Though SAP has traditionally had a proprietary platform, the company launched the beta version of the HANA Cloud Platform for Cloud Foundry in May, which integrates Cloud Foundry services directly into HCP. This integration will provide a multitude of benefits to developers including support for new languages such as Java and Node.js and increased application portability.

HCP for Cloud Foundry will also have the ability to run in customer and partner data centers in addition to SAP’s own data centers. SAP currently only runs HCP out of data centers in the U.S., Australia and Germany, and this expanded availability will help SAP reach customers in new regions, particularly those with strict data sovereignty laws.

SAP also released a beta of the SAP API Business Hub in May to make it easier for customers to find and distribute APIs. SAP API Business Hub is a catalog of SAP APIs that customers can use to integrate their custom applications with SAP apps such as S/4HANA Finance and SuccessFactors.

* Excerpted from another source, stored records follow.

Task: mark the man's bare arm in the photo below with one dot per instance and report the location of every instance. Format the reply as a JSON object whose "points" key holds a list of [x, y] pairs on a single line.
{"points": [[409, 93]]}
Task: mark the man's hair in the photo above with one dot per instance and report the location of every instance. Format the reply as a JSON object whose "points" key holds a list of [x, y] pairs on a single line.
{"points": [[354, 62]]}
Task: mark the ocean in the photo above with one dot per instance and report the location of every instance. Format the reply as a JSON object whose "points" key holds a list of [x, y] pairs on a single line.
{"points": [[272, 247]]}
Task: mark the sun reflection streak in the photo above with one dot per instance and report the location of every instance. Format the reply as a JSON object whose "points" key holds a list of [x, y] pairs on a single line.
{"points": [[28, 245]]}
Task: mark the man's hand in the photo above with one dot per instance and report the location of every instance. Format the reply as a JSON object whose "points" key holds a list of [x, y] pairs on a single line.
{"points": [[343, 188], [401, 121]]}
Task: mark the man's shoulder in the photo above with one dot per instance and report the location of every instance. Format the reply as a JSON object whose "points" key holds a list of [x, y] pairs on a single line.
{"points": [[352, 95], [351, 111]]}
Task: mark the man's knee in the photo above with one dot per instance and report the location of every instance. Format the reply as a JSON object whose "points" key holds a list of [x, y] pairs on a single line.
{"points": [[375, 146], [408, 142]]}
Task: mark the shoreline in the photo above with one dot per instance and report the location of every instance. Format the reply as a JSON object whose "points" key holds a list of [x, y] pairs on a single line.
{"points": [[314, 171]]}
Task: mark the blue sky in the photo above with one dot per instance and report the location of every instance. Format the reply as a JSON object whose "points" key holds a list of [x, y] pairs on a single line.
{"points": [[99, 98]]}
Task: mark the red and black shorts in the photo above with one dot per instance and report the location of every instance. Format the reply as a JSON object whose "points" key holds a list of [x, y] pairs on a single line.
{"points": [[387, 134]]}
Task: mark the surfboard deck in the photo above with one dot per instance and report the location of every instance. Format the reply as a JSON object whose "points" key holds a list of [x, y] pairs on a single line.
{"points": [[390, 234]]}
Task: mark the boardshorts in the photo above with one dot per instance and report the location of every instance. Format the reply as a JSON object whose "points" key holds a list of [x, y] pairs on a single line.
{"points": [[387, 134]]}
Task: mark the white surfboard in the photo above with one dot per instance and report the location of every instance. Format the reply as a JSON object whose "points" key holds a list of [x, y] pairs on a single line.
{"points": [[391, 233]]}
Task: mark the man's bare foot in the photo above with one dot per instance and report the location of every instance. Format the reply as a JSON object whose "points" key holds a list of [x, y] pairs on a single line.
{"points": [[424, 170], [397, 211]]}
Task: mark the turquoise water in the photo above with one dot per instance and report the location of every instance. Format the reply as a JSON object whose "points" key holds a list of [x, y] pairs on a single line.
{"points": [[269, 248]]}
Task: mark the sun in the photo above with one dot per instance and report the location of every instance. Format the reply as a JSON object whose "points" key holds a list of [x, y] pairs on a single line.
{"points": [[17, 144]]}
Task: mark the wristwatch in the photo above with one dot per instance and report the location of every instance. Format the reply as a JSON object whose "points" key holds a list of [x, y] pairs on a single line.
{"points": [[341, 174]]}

SAP expanded its partnership with Microsoft in May to create more inherent interoperability between their solutions, many of which exist in the same IT environments. SAP’s Ariba, Concur, Fieldglass and SuccessFactors will be integrated with Microsoft Office 365, making SAP’s applications more appealing to the 70 million active business users on Office 365. SAP relies on its business network portfolio, which includes Ariba, Concur and Fieldglass, to drive growth and integration with Office 365 will help SAP expand the addressable market of these solutions. Additionally, SAP HANA will now be available on Azure, extending the reach of the in-memory database.